— С телекамерами хорошо, однако безадресно. Кто их установил? Кто? Репортер загадывает читателю загадку и оставляет ее без ответа. Так нельзя. Это как гуляш без перца. Как любовь без поцелуя. Как мина без начинки.
   — Вот. — Я положил на стол брелок. — Эта мина, кажется, с начинкой.
   — Пи-пи-пи? — сразу догадался Герберт Пристер. — «Ве-Зе»… «Восток — Запад», — расшифровал он витой вензель на брелке. — И от этого открестятся.
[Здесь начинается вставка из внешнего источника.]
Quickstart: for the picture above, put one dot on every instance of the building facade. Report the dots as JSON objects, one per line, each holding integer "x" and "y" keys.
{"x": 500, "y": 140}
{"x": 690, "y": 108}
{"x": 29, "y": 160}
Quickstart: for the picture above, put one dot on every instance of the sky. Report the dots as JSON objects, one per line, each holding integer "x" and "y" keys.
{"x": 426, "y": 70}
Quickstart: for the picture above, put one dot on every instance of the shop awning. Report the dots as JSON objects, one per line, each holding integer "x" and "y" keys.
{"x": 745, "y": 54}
Да, брелок их. Но нашпиговал его кто-то со стороны. Это можно проделать с любым значком. Докажите обратное!.. Как раз тот самый случай, когда нам могут пришить клевету.
   — Есть еще кое-что. Но из области догадок и логических умозаключений, — предупредил я. — Ваша редакция получает «Курир»? Нужен сегодняшний номер.
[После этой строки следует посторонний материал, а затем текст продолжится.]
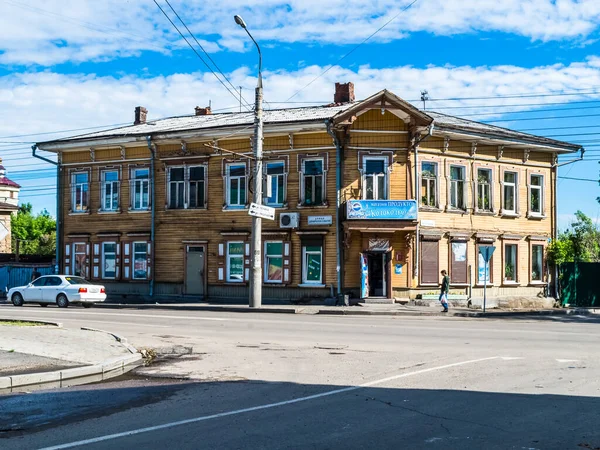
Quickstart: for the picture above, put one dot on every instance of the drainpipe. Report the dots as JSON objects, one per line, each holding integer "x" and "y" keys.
{"x": 152, "y": 149}
{"x": 338, "y": 189}
{"x": 58, "y": 204}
   — Сейчас поищем. Если еще коллеги не растерзали.
   Газета нашлась. Я показал заметку о злостном наезде на Отто Гербигера.
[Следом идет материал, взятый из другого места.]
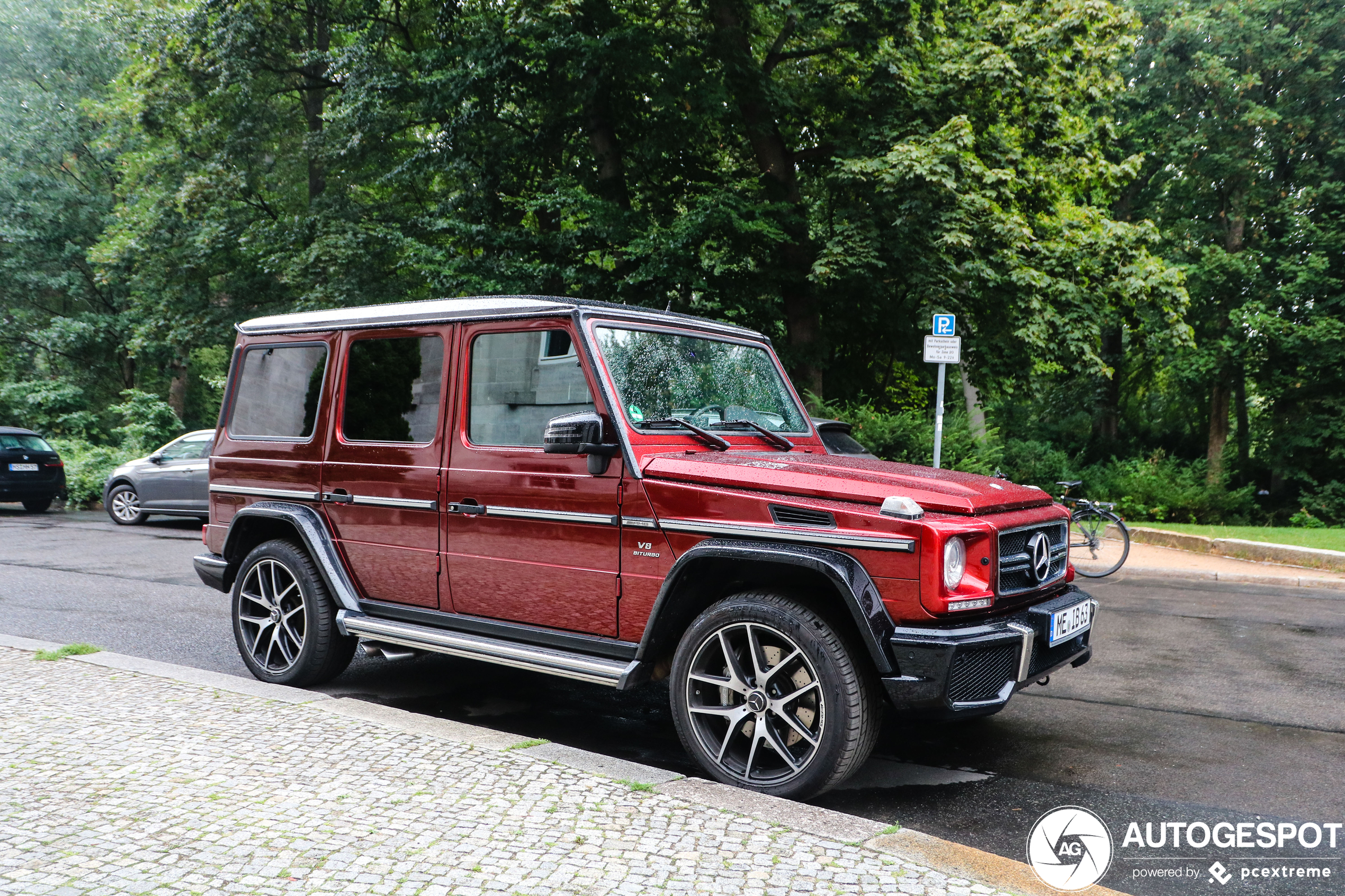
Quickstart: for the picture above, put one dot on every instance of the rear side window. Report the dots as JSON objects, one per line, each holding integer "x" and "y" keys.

   — Между тем с ним ничего не случилось.
   — Откуда вам известно?
   — Я сказал: логическое умозаключение.
   — Пусть даже так, пусть он жив и здоров, — пожал плечами Герберт Пристер. — «Курир» ошибся. Бывает! Нет, это тоже ничего нам с вами не даст.
   — Я не досказал. Кен заявил сегодня утром перед самой лекцией, что в справочном бюро больницы Фаворитен ему сообщили о безнадежном состоянии доставленного к ним вчера Отто Гербигера. Он якобы лично справлялся.
   — Кому заявил?
   — Мне.
   — Были свидетели?
   — Весь зал. Но никто, кроме меня, не слышал.
   Герберт Пристер скривил щеку, как от внезапной боли в зубе.
   — Не пойдет! Он будет нагло отрицать — и все.
   — А если это его заявление записано на пленку?
   Он встрепенулся:
   — Серьезно?.. Где пленка? У вас?
   — Думаю, на венском радио.
   Я рассказал, как было дело.
   — А вы молодец, профессор! — похвалил он. — Если захотите, можем вас взять на должность стажера — нам как раз нужен… Сейчас выясним. У меня на радио есть один добрый приятель, еще с времен голубого детства.
   Телефонный разговор с радиоцентром занял ровно полторы минуты. Герберт Пристер засекал время; у него, видно, вошло в привычку щелкать секундомером, просто так, без всякой надобности.
   — Он позвонит мне, как только проверит. А пока давайте свяжемся для верности с больницей Фаворитен. Вдруг логика вас подвела, и Гербигер, позабыв про все земные заботы, безмятежно почивает в морге.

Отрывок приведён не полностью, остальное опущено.